Conversation entrecoupée de ‟Tu te souviens” sur un ton exclamatif ou interrogatif. Champagne, mon alcool préféré. Je ne puis en boire sans penser à Fraülein Else, à cette parole qui revient en leitmotiv dans la nouvelle d’Arthur Schnitzler : ‟L’air est comme du champagne”. Champagne dans l’air, champagne dans ma tête, sparkling. Je demande à Sarah, la future mariée, dans quelle direction se trouve le monastère. Elle tend un bras au-dessus d’un massif de lys. Le champagne aiguise le souvenir et, dans un même temps, nous protège de la douleur qu’il peut susciter. Tout en buvant, je me souviens d’Alexandra lorsqu’elle avait la cinquantaine, et de sa fille Laura chez mes parents. Celle-ci dansait dans le salon sur des airs d’Edith Piaf. Une date ne cesse de me revenir, le 15 février 1944, jour du bombardement du monastère, haut-lieu de la chrétienté avec Sanctus Benedictus de Nursia, patriarche des moines d’Occident. Je m’efforce d’imaginer ce gigantesque monastère avant le 15 février 1944, avant 1349 qui vit sa destruction par un tremblement de terre, avant le IXe siècle et sa destruction par les Sarrasins, avant le VIe siècle et sa destruction par les Lombards.

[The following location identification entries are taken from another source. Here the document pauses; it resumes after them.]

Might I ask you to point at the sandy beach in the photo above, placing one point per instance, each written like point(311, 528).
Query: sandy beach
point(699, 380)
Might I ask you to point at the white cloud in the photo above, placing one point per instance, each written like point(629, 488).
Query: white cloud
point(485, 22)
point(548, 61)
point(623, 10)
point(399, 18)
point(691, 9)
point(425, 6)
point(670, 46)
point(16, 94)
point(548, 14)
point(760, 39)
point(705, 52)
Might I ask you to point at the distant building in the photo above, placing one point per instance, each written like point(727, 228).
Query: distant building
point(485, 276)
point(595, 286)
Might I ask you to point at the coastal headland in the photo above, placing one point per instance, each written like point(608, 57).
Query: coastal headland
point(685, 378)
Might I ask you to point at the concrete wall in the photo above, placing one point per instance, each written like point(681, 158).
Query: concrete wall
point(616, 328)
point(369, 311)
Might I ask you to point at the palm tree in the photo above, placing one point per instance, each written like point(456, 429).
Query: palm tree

Le monastère de Monte Cassino après les combats de 1944.
Dans le hall de l’hôtel, des séries de photographies montrent Monte Cassino et la ville de Cassino dans les années 1920 ; puis, pendant les combats (quatre batailles, entre janvier et mai 1944) ; enfin, après les combats et à différentes étapes de sa reconstruction.
7 septembre. Jour de marché à Cassino. Je détaille les fruits. Au débouché d’une perspective, Monte Cassino et son puissant monastère. Le bombardement, loin de faciliter l’avancée des Alliés vers Rome par la vallée du Liri et d’affaiblir la ligne Gustav, va au contraire ralentir leur avance. Dès octobre 1943, inquiets quant au sort du monastère, les Allemands avaient commencé à en évacuer avec méthode chaque document, chaque objet. Le lieutenant-colonel Schlegel et le général von Senger und Etterlin supervisaient cette opération.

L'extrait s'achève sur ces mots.